In 2001, Enzo and Brenda's son Dario took over as Managing Director. He'd been working in IT and systems at Intelligent Finance, but the family business called him back. He started on the factory floor, learning every recipe and process from the ground up, and set about building Aldomak into a modern manufacturer while keeping the handmade methods that make our products what they are.

The product range evolved with the times. What began with biscuits in the 1930s had grown through ice cream condiments in the 1960s to a full confectionery range by the 1970s - snowballs, macaroon bars, tablet, and fudge. Under Dario, the range expanded further: new flavours, oat bites, meringue and the development of what would become our three brands. We won Great Taste Awards. We secured our first export order to Abu Dhabi. We earned a BRC AA accreditation - one of the highest food safety ratings in the industry.
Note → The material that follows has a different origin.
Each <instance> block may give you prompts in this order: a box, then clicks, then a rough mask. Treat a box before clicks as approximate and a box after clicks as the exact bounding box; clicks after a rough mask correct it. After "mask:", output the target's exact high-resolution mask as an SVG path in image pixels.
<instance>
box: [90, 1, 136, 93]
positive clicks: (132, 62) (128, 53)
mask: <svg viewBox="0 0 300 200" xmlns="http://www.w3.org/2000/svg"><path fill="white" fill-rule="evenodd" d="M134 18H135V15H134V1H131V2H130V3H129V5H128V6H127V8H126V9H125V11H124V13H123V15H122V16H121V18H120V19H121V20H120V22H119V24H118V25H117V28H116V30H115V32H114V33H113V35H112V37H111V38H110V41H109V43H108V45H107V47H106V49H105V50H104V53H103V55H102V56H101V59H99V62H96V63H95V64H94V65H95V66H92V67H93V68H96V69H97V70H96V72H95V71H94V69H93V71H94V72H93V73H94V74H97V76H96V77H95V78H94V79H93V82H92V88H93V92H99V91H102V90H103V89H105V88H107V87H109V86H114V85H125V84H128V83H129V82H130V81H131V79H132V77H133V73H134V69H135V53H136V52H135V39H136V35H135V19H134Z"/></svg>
Through all of it, the core hasn't changed. We still make everything by hand. Our tablet is still boiled in open pans and poured onto cast-iron cooling tables. Our fudge is still slow-cooked for hours and finished with AAA organic Madagascan vanilla. Our macaroon bars still use the same well-fired toasted coconut that's been our secret weapon since the beginning.

Three brands, one factory

Today we trade under three names.  Aldomak  is our trade and wholesale brand — you'll find our products on supermarket shelves across the UK and in independent shops from the Borders to the Highlands. Confectious  is how we sell direct to you — handmade Scottish tablet, fudge, macaroon bars, and oat bites, shipped free from our Glasgow factory to your door. And  Bonnie Glen  is our premium gifting range for those occasions when the packaging needs to match what's inside.

We're still based in Glasgow, still family-owned, and still making confectionery the way it's been made here since 1932. Four families, 94 years, and one unbroken tradition: if it doesn't taste fantastic, it doesn't leave the factory.